Bu kampta eğitim gören ülkücüler, sırtlarını dayadıkları –sonra kazık yedikler-, darbe hazırlığındaki, zamanın Genelkurmay Başkanı Orgeneral Kenan Evren'den ve Kenan Evren'in arkadaşlarından aldıkları “destek”le adeta yurtta kan kustular. Günde ortalama 25-30 insanımızın terörden yaşamlarını yitirmesine, on binlerce insanımızın yaralanmasına, sakat kalmasına neden oldular. Maddi yıkımları saymıyorum.

Kampları, İzmir'e kadar taşınan “El Kaide beyinli ve kılıklı Suriyeli sığınmacılar”ın, ileriki günlerde –yerel ve genel seçimlerde de-, AKP'nin, AKP iktidarının desteği, yönlendirmesi ile rahat durmayacakları, terör estirecekleri, yaralanmalara, ölümlere neden olacakları kaygısı içindeyim.

Zaten… Türkiye'de bir iç savaş, hiçbir zaman Türk ile Kürt, Sünni ile Alevi vb arasında olmayacak; böyle bir iç savaş, iktidarın silahlı özel güçleriyle ve iktidarın silahlı özel güçleri yanında yer alacak “El Kaide beyinli ve kılıklı Suriyeli” ve onlar gibi başka “sığınmacılar” ile Türk halk arasında olacak öngörüsündeyim.   

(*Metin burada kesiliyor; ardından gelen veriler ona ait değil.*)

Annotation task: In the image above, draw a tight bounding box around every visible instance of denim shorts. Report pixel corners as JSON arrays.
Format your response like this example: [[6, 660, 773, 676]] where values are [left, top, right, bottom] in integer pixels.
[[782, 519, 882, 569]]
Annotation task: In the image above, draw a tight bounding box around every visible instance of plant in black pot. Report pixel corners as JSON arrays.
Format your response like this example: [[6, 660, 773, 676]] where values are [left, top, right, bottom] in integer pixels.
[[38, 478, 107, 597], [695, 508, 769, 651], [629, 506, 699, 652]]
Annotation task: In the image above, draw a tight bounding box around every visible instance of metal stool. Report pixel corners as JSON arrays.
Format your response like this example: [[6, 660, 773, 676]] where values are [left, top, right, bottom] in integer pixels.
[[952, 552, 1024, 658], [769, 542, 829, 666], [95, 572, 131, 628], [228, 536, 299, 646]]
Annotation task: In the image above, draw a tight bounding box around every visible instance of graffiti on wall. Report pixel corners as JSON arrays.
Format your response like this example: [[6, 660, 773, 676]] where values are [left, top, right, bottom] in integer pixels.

Böyle bir öngörüden tedirgin, rahatsızım. Diler, umut ederim, “öngörü” olarak kalır… Gerçekleşmemesi için, böyle bir “şey”in gerçekleşmesini içtenlikle istemeyenlerin, şimdiden duyarlı olması, duyarlı davranması,  “olasılığa” karşı dahi önlemini alması gerekir.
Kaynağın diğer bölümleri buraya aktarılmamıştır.